Due milanesi distanti nel tempo ma vicini quanto a sensibilità e ad amore per questo immenso bene che è la montagna: non solo ambiente fondamentale per l’intero eco-sistema ma anche luogo di bellezza, di memoria e di riflessione, un luogo dell’anima.
Parallelamente alla sua attività di fotografo nel mondo della pubblicità e dell’editoria, Gianni Maffi intraprende un personale percorso di ricerca sul paesaggio. Fotografo affermato, è un amante della montagna che affronta con il punto di vista dell’esploratore, di un osservatore silenzioso, il quale, rapito da quanto gli si pone innanzi, è capace di restituirci molto più di una pura e semplice immagine naturalistica.
Forti e incisivi, ma al contempo delicati, i suoi scatti restituiscono all’osservatore la potenza della montagna, le sue luci e i suoi silenzi, finanche i suoi colori. Colori esaltati dalle foto in bianco e nero di Maffi, da quel bianco e nero che ha fatto la storia della fotografia di montagna, nata già a cavallo tra fine Ottocento e primi del Novecento, con i fotografi alpinisti a testimoniare le spedizioni, la morfologia delle montagne e la loro cosiddetta “conquista”.
Guardando le foto di Maffi, immediato è il richiamo ad Ansel Adams (1902-1984), uno dei più grandi fotografi di paesaggio di sempre, e alla tradizione di quella “fotografia pura” degli anni 30 e 40 del secolo scorso. Tale corrente, contrapponendosi all’approccio pittorialista che voleva una fotografia più vicina alla pittura, perseguiva la realtà, e non la finzione, puntando alla massima chiarezza e nitidezza versus gli artifici tecnici.

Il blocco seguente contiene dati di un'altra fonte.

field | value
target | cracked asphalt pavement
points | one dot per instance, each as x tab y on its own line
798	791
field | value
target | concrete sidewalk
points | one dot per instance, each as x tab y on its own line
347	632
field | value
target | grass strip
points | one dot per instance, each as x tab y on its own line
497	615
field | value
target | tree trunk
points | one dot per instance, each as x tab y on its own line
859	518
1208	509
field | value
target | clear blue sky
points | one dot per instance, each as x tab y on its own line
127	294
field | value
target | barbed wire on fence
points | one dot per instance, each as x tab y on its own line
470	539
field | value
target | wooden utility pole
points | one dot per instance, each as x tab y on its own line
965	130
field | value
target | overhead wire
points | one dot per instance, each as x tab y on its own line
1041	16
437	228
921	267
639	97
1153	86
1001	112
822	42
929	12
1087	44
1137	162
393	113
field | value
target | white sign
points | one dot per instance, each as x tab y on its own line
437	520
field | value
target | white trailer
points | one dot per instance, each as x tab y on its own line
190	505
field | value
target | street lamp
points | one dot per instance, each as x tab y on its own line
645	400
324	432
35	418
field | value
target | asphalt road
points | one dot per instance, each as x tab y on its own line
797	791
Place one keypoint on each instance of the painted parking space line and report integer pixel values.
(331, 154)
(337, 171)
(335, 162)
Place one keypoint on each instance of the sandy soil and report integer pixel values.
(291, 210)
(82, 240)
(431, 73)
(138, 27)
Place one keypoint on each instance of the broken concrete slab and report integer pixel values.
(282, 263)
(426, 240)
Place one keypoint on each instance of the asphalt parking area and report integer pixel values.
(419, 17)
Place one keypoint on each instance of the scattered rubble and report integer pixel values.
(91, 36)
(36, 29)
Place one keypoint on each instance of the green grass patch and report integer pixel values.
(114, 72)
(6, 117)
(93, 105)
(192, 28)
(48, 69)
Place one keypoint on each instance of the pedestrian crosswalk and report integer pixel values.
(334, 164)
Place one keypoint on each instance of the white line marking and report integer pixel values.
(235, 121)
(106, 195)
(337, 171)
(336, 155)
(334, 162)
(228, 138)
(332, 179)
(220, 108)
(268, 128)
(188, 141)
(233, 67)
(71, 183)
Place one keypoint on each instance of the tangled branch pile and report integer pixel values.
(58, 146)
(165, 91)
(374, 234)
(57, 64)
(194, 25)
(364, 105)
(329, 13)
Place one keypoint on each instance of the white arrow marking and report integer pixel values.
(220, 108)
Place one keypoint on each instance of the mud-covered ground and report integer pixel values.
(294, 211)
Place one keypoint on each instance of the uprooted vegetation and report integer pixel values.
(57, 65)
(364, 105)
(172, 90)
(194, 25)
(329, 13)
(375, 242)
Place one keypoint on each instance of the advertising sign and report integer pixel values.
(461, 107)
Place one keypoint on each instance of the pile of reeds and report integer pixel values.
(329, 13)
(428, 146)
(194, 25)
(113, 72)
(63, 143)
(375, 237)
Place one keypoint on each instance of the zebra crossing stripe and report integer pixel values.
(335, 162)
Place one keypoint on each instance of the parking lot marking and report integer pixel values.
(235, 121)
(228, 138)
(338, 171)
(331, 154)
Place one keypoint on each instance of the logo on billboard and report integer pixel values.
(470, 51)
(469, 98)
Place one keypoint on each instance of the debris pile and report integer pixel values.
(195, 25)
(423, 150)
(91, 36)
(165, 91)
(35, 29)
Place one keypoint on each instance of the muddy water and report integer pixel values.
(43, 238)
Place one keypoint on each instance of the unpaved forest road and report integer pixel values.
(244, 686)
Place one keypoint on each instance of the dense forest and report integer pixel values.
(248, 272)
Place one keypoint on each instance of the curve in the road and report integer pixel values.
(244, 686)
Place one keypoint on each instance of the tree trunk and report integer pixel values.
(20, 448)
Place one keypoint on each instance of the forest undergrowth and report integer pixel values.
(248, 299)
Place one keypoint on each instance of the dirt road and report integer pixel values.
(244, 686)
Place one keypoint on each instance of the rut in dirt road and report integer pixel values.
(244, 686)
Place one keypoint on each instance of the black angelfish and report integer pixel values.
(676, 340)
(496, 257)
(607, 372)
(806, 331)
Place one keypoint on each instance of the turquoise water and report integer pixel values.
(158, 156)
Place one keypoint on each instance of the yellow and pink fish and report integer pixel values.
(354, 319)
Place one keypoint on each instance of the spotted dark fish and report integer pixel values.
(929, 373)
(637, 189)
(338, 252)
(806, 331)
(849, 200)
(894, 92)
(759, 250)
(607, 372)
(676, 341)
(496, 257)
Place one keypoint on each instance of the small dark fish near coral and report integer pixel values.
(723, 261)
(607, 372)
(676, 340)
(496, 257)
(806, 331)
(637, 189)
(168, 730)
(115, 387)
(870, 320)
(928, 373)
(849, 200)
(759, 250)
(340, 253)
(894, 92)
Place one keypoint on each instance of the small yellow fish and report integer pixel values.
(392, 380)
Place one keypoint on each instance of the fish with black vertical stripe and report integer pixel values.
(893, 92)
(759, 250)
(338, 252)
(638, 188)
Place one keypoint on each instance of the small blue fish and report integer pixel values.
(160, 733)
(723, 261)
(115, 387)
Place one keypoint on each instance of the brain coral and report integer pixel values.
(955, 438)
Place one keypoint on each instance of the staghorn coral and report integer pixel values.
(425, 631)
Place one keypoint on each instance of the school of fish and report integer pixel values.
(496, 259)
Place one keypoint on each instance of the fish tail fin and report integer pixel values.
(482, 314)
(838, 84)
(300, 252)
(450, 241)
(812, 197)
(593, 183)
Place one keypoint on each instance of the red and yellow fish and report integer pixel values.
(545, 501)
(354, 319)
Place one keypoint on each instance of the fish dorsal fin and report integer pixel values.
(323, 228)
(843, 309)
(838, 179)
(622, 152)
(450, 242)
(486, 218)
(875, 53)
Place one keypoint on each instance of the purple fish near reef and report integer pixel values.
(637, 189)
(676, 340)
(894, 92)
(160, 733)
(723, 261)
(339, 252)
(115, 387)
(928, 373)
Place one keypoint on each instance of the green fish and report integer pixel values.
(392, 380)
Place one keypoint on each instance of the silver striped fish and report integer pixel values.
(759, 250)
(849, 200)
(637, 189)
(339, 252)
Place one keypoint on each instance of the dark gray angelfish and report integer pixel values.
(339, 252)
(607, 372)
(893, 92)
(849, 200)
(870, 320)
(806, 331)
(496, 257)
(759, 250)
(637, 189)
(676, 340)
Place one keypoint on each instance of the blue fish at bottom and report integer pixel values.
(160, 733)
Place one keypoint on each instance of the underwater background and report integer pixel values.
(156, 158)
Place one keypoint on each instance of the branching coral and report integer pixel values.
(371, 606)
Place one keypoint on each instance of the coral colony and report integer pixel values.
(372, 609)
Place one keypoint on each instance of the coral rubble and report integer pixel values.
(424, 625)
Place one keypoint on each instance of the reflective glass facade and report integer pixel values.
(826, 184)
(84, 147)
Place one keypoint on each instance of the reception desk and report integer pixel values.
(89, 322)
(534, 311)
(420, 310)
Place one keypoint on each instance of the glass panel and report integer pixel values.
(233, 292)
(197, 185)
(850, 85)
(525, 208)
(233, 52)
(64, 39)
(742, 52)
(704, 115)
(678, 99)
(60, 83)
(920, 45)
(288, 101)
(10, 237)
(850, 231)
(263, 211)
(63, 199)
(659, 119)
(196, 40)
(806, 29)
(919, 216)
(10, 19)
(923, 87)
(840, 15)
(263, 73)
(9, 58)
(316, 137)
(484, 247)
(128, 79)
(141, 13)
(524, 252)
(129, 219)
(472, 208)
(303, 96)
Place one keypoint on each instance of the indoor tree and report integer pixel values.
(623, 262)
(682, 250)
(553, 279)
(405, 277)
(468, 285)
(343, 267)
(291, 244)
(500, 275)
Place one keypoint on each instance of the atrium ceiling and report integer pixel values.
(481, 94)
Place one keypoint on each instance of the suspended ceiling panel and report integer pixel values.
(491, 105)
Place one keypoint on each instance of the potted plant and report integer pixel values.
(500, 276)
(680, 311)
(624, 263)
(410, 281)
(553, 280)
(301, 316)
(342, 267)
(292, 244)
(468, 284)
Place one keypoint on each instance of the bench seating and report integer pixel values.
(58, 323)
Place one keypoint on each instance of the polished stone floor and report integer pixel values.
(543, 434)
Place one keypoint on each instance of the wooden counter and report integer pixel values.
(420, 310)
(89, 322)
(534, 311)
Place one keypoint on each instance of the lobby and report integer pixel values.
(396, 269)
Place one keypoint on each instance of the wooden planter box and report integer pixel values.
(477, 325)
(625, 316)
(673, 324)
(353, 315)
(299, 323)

Sempre rispetto ad Adams, identico pare anche lo spirito che lo guida nel modo di vivere i luoghi che percorre: la scelta delle inquadrature, l’esaltazione dei particolari, verrebbe da dire, anche il rispetto reverenziale di fronte alla maestosità della Natura.

Nella mostra, agli scatti di Maffi si alternano testi e foto d’archivio di Antonia Pozzi in un intreccio naturale e simbiotico tra i due modi di rappresentare il proprio amore per la montagna.
Antonia Pozzi è figlia di una colta famiglia dell’alta borghesia milanese. Persona di estrema sensibilità – talmente estrema da portarla al suicidio a soli 26 anni – ha nella penna e nella macchina fotografica gli strumenti per svelare ed esprimere la propria anima.
Coglie appieno le grandi possibilità che le offre il contesto sociale, culturale ed economico in cui vive, riuscendo così a coltivare la sua passione per il sapere, per l’arte, per il bello che il suo spirito curioso ed intelligente cerca in ogni cosa.
L’amore per la montagna nasce da subito, da quando, all’età di sei anni, ha la possibilità di vivere parecchio tempo ai piedi della Grigna, a Pasturo, nella villa di campagna della famiglia. Alle passeggiate si susseguono le scalate, alle esperienze estive quelle invernali, alle montagne di casa quelle della Valle d’Aosta e delle Dolomiti.
Le montagne sono tra le fonti più significative delle sue opere: all’amico Dino Formaggio – noto filosofo e critico d’arte – scrive così: “Qui è l’essenza, il midollo, la fibra viva e contrattile della mia vita”. Una relazione con le cime, le pareti ed i ghiacciai che si sublima in una forte esperienza spirituale.
Visitare la mostra alla Sormani, lasciarci guidare dalle immagini di Maffi e dai versi della Pozzi, diventa così un’esperienza profonda che risveglia l’anima di noi visitatori. Viene così da chiedersi che cosa abbiamo fatto per meritare questo regalo e, drammaticamente, che cosa dobbiamo fare perché questo immenso dono non venga distrutto irreparabilmente.